Schüll's book delves into the lives of compulsive machine gamblers—not the folks playing social games like poker around a table but the smaller percentage of the population who play alone at electronic slot machines or video poker terminals with such intensity that they enter a state of total gambling immersion, shutting out the world for long stretches of time.
As she puts it elsewhere, there's an "intimate connection between extreme states of subjective absorption in play and design elements that manipulate space and time to accelerate the extraction of money from players." This creates players like
Mollie, a mother, hotel worker, and habitual video poker player, who recounted for Schüll her life as a gambler—running through paychecks in two-day binges, cashing in her life insurance. "The thing people never understand is that I'm not playing to win," Mollie says in the book. Instead, she was simply trying "to keep playing—to stay in that machine zone where nothing else matters."
For those who have access to it, her earlier work on digital gambling, and the language of compulsion and addiction in gambling, are well worth reading.
So clearly flow states are things that can benefit game companies and casinos, and can lead people to do things that are pleasurable (or at least narcotizing) in the moment but self-destructive over the long run. Does that mean they should be avoided?
No.
The problem is that flow can be a phenomenally valuable thing, and indeed you can argue-- as Czikszentmihalyi does-- that its pursuit is one route to the Good Life. This is really central to the book: as I noted when I first wrote about it,
What I really like about the book is that it's interested in the fundamental question, what is happiness? Csikszentmihalyi's answer is a bit counterintuitive, but quite rich and interesting. This means he's not just interested in isolated experiences, but in the overall shape and tone of life: it's an interest in values rather than merely specific ends. "Happiness is not something that happens," (2) he argues:
It is a condition that must be prepared for, cultivated, and defended privately by each person.
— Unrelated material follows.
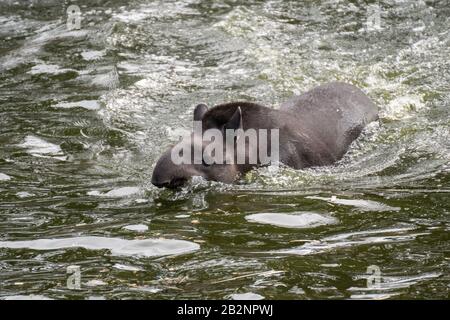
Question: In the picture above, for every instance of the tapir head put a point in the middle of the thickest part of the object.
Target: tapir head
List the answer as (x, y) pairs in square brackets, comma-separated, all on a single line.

People who learn to control inner experience will be able to determine the quality of their lives, which is as close as any of us can come to being happy.... It is by being fully involved with every detail of our lives, whether good or bad, that we find happiness, not by trying to look for it directly. [Reaching happiness involves] a circuitous path that begins with achieving control over the contents of our consciousness. (2)
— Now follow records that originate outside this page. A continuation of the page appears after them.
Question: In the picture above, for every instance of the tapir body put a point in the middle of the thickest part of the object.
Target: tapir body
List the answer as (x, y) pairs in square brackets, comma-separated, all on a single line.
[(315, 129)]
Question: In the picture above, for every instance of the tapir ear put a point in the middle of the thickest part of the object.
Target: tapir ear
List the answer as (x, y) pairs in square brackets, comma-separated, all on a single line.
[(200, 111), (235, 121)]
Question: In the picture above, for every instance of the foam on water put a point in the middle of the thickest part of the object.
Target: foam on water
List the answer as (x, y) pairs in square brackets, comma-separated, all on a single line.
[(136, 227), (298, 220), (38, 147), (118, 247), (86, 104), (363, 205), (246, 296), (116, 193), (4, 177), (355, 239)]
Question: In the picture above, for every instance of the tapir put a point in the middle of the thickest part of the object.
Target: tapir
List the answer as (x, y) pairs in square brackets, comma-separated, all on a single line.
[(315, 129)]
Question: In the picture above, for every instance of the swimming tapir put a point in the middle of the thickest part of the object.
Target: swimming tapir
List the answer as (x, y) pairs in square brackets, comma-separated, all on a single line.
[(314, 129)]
This control, he explains, feels like this:
We have all experienced times when, instead of being buffeted by anonymous forces, we do feel in control of our actions, masters of our own fate. On the rare occasions that it happens, we feel a sense of exhilaration, a deep sense of enjoyment that is long cherished and that becomes a landmark in memory for what life should be like. This is what we mean by optimal experience.... Contrary to what we usually believe, moments like these, the best moments in our lives, are not the passive, receptive, relaxing times.... The best moments usually occur when a person’s body or mind is stretched to its limits in a voluntary effort to accomplish something difficult and worthwhile. Optimal experience is thus something that we make happen. (3)
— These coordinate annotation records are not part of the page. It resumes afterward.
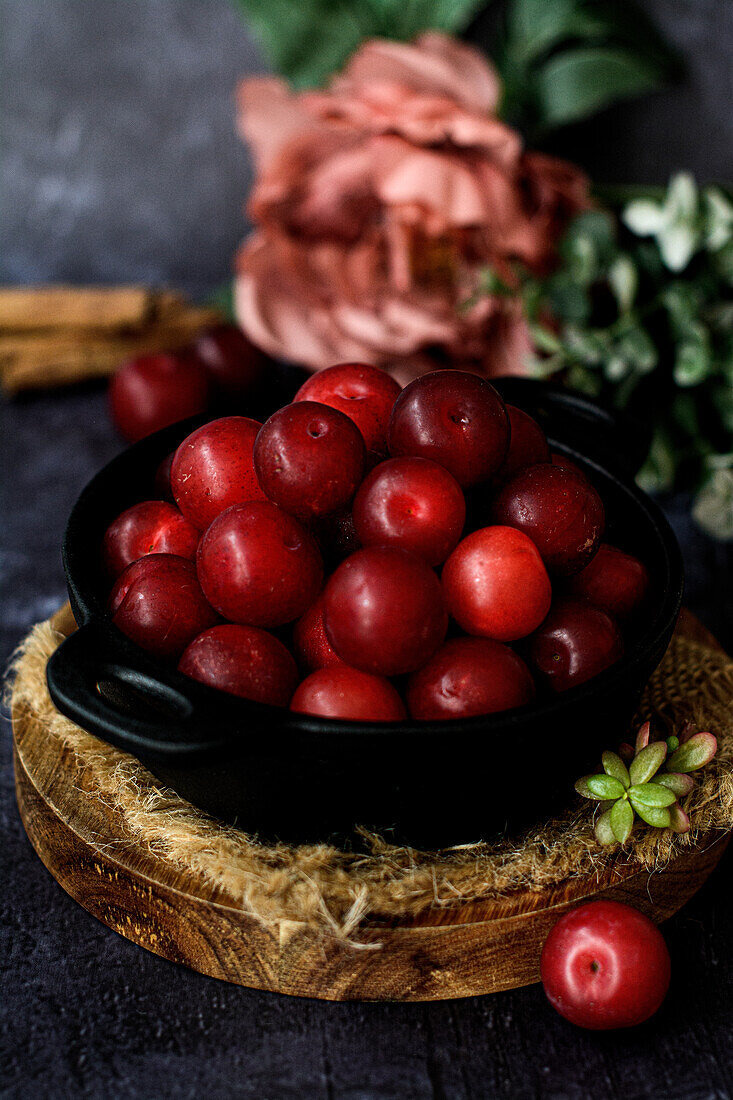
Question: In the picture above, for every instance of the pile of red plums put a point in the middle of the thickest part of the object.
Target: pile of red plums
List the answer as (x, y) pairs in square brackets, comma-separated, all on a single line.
[(324, 561), (152, 391)]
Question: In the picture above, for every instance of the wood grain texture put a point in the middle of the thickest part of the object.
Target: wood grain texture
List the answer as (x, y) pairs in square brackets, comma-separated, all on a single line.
[(474, 948)]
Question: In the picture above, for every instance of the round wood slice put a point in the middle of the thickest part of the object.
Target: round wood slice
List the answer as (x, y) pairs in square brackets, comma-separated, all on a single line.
[(463, 952)]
So at its best, flow is something we experience when we're doing hard things not easy ones, when we're most awake and productive, not passive or consuming. I think if anything has changed since Flow appeared in the early 1990s, it's that we've had a couple decades' experience with industries that have learned how to get us to have experiences that feel like flow, but aren't. They tap into our desire for challenging, engaging experiences, but don't deliver the moral rewards or self-improvement. The qualities that make flow powerful and redemptive can also make its manufactured versions dangerous and self-destructive.